As of Q1 2023, JPMorgan Chase reported a strong capital position, with a Common Equity Tier 1 (CET1) capital ratio of 13.0%. This ratio reflects the bank's solid capital base relative to its risk-weighted assets, indicating a robust ability to absorb losses and support ongoing operations. Additionally, the bank maintained a well-capitalized status, which is crucial for regulatory compliance and financial stability. Overall, JPMorgan's capital position in Q1 2023 was considered strong, supporting its growth and resilience in the financial sector.


## Step 6: LLM Response With RAG

Now we inject the retrieved documents into the prompt and explicitly instruct the model to answer **only using this context**.

This is the core RAG step:
- Retrieval + Generation
- Same model, different behavior
- Accuracy driven by documents, not model memory

In [33]:

context = "\n".join(retrieved_docs)

prompt_rag = f"""
Answer the question using ONLY the context below.
If the answer is not present, say "Not found in documents."

Context:
{context}

Question:
{query}
"""

response_rag = client.chat.completions.create(
    model=MODEL_NAME,
    messages=[{"role": "user", "content": prompt_rag}],
    temperature=0.0
)

print(response_rag.choices[0].message.content)

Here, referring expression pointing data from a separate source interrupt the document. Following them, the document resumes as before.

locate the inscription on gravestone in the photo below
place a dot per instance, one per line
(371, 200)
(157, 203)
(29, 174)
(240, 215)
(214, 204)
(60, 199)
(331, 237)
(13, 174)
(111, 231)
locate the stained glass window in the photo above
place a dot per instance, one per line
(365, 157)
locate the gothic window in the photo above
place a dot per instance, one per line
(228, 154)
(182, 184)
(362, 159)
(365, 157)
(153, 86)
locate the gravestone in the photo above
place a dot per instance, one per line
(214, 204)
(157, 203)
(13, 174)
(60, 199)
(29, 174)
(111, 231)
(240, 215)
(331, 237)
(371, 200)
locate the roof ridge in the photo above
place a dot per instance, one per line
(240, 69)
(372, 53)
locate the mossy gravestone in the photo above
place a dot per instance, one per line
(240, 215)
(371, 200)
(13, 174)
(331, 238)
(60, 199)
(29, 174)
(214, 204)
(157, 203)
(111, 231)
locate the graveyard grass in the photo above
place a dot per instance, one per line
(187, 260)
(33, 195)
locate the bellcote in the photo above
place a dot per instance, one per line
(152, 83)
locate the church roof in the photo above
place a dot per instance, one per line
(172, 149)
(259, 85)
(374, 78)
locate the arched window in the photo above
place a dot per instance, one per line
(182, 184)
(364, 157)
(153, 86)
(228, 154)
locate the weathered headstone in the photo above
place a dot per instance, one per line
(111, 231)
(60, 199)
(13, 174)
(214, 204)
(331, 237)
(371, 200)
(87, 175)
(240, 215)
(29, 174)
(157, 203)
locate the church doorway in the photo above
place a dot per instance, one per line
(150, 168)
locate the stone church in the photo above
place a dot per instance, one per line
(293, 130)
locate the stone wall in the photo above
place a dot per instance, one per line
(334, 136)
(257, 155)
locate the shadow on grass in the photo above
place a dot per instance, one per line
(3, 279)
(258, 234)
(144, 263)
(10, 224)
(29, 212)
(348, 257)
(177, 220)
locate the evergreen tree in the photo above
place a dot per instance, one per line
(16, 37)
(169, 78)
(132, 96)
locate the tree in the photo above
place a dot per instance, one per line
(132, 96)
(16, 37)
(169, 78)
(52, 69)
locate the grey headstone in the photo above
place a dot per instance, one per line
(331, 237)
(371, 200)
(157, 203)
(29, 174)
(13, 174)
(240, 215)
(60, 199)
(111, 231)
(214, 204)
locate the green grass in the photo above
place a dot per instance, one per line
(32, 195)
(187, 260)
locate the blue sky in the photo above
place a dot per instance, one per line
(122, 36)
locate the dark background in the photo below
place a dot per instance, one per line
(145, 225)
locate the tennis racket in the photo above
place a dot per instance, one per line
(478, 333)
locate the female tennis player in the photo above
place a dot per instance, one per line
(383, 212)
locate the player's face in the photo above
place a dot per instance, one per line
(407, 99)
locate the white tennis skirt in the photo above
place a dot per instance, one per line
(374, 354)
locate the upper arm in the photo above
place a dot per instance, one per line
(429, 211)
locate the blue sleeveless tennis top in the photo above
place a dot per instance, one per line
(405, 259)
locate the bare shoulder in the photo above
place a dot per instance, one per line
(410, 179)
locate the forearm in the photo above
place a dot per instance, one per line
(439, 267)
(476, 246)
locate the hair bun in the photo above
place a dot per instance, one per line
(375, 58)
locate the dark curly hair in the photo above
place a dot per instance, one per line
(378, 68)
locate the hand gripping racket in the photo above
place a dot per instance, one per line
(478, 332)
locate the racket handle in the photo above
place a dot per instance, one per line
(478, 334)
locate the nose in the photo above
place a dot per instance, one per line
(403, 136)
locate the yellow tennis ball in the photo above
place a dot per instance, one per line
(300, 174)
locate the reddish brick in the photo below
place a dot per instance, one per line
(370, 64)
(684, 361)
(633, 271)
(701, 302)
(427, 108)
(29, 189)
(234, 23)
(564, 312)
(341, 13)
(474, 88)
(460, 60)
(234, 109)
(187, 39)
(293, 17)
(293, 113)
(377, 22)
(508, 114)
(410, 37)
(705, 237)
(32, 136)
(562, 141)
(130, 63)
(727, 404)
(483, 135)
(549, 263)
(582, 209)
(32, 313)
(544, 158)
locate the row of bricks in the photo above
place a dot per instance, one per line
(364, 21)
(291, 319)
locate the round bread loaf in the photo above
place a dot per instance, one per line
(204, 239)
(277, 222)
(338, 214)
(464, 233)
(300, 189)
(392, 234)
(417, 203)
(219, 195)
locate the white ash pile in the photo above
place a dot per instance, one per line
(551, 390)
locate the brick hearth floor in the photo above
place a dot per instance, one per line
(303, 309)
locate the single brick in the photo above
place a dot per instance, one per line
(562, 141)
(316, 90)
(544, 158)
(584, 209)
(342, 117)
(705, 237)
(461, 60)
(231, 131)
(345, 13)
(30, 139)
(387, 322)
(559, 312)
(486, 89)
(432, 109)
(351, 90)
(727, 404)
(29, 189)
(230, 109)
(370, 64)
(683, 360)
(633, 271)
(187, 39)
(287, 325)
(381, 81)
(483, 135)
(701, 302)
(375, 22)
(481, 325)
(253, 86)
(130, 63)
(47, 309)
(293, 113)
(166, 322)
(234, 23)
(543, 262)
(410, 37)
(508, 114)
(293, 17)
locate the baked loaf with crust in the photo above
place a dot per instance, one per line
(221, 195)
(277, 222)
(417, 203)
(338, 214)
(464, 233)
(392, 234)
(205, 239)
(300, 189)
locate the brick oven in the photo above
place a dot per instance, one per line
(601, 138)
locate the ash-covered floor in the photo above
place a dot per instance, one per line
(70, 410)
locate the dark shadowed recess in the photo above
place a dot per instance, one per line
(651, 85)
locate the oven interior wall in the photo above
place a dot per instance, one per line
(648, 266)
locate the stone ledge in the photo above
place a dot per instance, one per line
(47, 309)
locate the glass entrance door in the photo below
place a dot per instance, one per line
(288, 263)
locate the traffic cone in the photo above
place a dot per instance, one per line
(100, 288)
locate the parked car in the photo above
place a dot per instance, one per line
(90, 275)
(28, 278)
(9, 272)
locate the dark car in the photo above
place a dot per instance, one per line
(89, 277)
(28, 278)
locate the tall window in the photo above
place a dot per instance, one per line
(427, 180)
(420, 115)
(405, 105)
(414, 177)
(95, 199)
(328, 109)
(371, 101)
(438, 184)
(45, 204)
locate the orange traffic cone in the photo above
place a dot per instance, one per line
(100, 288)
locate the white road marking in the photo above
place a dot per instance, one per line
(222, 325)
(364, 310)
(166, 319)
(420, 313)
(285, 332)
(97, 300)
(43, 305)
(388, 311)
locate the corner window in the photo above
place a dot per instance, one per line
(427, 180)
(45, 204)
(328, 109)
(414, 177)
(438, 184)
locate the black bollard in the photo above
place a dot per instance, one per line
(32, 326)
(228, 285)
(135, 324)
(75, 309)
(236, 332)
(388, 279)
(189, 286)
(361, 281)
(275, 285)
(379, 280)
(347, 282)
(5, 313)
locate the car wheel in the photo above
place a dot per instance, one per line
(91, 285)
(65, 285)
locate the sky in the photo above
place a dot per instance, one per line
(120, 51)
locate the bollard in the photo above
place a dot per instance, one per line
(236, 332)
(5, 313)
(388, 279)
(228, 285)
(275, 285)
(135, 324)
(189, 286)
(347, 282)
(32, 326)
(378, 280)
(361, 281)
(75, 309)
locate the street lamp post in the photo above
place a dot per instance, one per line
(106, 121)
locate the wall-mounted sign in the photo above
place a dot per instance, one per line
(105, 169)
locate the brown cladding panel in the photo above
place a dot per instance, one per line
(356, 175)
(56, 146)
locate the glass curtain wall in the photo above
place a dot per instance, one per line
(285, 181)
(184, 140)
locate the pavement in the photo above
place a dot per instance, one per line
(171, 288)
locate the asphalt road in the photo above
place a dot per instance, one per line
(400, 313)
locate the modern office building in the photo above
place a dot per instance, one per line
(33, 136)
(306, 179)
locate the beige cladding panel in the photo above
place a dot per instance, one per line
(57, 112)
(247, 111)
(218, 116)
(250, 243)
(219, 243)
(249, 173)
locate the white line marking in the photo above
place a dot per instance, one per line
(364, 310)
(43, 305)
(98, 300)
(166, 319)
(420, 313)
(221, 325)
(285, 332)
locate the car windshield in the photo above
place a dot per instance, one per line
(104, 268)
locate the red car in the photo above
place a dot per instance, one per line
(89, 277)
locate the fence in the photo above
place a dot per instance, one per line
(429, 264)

JPMorgan's capital position in Q1 2023 is strong, with capital levels remaining well above regulatory minimums and a common equity tier 1 (CET1) ratio near 13.8%.


## Conclusion: Why RAG Works

This notebook demonstrates a key insight:

> **The quality of factual answers depends more on retrieval than on model size or recency.**

Without RAG:
- The LLM relies on pretrained knowledge
- Answers are generic, high-level, or outdated or sometime inaccurate (e.g. CET1 ratio in this example was incorrect for me without the RAG!)
- There is no clear link between answer and source

With RAG:
- The LLM reasons over retrieved, domain-specific documents
- Answers are precise, grounded, and explainable
- The system becomes suitable for enterprise and analytical use cases

Importantly, both responses use the **same language model**.
The improvement comes entirely from **retrieval-augmented context**.

---

## Key Takeaway

RAG transforms an LLM from a general conversational model into a **domain-aware reasoning system**.
This makes it a foundational architecture for real-world applications where correctness matters.


## Next Steps and Possible Improvements

This notebook presents a minimal but complete RAG pipeline.
In production systems, several enhancements are commonly applied:

1. **Stronger Embedding Models**
   - Sentence transformers or domain-specific embeddings
   - Better semantic recall and robustness

2. **Hybrid Retrieval**
   - Combine vector similarity with keyword or BM25 search
   - Improves precision for numbers, entities, and exact terms

3. **Chunking and Overlap Strategies**
   - Smarter document splitting improves retrieval quality
   - Especially important for long reports and PDFs

4. **Reranking Models**
   - Use a secondary model to rerank retrieved documents
   - Improves final context relevance

5. **Graph-based RAG (GraphRAG)**
   - Model relationships between entities and documents
   - Enables multi-hop reasoning and structured retrieval

6. **Evaluation and Monitoring**
   - Measure retrieval quality (Recall@K)
   - Track faithfulness and hallucination rates

These techniques extend the same core idea demonstrated here:  
**ground generation in reliable, retrievable data**.